Broadly understood, the project has developed around three primary objectives: the establishment of a benchmark for sustainable building design through the efficient use of natural energy sources; the redefinition of the culture of the workplace through office environments that boost workers’ health, productivity, and creativity; and the creation of an urban landmark that engages with the community.
A slender 18–story tower punctuates the skyline, and a public plaza and four–story annex connect to the scale and fabric of the city. The large, open plaza at the intersection of Mission and 7th is a valuable asset in the South-of-Market district, identified by the city as deficient in public space. The placement of the free standing cafeteria pavilion and the public nature of the facilities housed within the tower’s lower levels (including a conference center, fitness center, and daycare center for both local residents and employees) enliven the urban plaza with a steady stream of visitors.

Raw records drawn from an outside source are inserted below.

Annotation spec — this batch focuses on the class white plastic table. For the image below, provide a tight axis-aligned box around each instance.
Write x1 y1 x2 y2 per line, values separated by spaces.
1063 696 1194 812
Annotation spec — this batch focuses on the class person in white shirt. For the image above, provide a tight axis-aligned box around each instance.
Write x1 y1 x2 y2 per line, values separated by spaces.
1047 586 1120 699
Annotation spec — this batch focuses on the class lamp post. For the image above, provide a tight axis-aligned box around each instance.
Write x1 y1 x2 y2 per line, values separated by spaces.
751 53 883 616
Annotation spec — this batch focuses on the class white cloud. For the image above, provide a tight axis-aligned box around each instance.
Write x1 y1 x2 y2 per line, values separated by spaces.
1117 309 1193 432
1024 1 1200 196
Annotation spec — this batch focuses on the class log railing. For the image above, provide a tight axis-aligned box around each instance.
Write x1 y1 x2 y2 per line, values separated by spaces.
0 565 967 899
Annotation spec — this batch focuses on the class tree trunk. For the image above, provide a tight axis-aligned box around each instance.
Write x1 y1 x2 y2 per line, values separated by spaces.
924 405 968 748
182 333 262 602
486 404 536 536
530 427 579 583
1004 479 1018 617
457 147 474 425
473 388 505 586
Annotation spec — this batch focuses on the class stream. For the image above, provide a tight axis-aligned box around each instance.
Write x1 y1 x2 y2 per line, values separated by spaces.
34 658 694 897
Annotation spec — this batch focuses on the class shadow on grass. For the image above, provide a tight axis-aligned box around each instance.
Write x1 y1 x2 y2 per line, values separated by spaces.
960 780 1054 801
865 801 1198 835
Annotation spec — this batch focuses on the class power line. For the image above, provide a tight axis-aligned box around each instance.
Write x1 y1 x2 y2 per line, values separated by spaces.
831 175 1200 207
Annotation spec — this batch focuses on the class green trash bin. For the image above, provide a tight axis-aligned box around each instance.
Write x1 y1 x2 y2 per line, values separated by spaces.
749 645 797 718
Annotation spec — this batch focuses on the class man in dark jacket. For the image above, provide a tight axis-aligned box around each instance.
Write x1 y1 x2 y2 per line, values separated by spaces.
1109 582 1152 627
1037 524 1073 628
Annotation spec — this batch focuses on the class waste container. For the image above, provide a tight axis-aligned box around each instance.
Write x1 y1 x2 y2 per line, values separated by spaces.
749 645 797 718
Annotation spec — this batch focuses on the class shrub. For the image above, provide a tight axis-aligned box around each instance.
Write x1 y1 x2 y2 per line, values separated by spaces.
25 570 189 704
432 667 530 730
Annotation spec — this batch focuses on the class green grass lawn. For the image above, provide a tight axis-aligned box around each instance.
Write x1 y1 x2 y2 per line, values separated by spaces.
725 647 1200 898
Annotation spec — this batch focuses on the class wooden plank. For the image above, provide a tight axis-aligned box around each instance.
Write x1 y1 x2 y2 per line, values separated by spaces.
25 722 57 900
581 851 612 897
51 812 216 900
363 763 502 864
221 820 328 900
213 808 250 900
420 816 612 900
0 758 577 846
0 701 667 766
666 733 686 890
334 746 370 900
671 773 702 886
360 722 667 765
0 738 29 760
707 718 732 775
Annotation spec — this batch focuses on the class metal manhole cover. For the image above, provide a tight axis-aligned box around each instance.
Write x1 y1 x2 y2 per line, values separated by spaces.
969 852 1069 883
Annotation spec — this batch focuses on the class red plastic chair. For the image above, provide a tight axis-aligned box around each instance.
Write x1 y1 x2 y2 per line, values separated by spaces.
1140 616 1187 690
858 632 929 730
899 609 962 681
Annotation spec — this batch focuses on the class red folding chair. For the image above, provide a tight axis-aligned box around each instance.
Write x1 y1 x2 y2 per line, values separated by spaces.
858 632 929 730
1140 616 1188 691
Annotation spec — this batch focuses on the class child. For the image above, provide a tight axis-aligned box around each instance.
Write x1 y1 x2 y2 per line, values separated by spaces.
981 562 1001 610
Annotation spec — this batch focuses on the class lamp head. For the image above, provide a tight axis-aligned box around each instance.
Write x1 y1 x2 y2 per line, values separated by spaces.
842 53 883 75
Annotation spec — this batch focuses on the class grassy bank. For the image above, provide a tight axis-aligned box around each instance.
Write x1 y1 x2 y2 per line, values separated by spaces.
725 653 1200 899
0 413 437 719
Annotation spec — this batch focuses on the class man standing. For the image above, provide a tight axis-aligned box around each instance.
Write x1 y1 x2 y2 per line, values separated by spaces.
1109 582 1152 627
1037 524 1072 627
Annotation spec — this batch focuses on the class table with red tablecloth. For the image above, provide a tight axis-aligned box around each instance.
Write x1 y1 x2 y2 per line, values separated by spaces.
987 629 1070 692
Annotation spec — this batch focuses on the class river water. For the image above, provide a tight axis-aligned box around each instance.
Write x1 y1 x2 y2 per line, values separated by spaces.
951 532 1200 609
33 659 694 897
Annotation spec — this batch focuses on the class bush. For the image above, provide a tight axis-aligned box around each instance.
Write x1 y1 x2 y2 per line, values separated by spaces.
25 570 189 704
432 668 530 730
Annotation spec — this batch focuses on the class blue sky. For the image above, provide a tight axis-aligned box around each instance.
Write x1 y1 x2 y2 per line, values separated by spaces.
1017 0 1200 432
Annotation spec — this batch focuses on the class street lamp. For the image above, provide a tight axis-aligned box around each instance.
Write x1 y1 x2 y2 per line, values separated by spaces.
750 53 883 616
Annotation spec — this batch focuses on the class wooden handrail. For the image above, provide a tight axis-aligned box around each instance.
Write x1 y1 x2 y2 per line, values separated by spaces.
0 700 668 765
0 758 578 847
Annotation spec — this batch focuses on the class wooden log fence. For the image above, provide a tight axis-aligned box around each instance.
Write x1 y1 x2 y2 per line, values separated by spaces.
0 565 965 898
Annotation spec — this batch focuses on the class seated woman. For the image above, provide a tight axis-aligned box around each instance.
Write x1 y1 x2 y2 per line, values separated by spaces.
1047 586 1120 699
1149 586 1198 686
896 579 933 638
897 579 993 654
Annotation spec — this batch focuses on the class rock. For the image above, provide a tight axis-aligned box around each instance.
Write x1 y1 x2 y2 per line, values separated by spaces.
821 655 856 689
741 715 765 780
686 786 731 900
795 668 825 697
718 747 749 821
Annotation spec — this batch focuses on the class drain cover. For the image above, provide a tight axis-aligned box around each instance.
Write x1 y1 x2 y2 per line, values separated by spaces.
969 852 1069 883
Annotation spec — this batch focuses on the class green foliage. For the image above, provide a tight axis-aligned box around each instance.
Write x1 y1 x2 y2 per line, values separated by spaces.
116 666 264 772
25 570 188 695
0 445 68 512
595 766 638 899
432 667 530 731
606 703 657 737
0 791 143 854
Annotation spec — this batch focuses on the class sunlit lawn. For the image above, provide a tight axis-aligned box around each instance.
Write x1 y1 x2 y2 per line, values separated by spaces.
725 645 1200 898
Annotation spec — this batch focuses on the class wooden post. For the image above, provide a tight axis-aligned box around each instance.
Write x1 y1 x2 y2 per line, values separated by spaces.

The re–definition of circulation and vertical movement paths provides opportunities for chance encounters, a critical mass in circulation, and places for employees to gather across the typical confines of cubicles, departments, or floor plates. The democratic layout locates open work areas at the building perimeter and private offices and conference spaces at the central cores. As Gladwell’s article points out, “…one study after another has demonstrated [that] the best ideas in any workplace arise out of casual contact among different groups within the same company.” Skip stop elevators, sky gardens, tea salons, large open stairs, flexible floor plans, and the elimination of corner offices endow the tower with a Jacobsian “sidewalk life” of cross-sectional interactions.
Many of the same design decisions that create high quality workspace also maximize energy efficiency. The Federal Building is the first office tower in the U.S. to forgo air-conditioning in favor of natural ventilation. As a result of the tower’s narrow profile and strategic integration of structural, mechanical and electrical systems, the building provides natural ventilation to 70% of the work area in lieu of air conditioning, and affords natural light and operable windows to 90% of the workstations. A folded, perforated metal sunscreen shades the full-height glass window wall system and a mutable skin of computer–controlled panels adjusts to daily and seasonal climate fluctuations. With an energy performance that surpasses the GSA’s criteria by more than 50%, the project sets new standards for applications of passive climate control, while physically democratizing the workplace and enhancing employees’ health, comfort, and sense of control over their environment.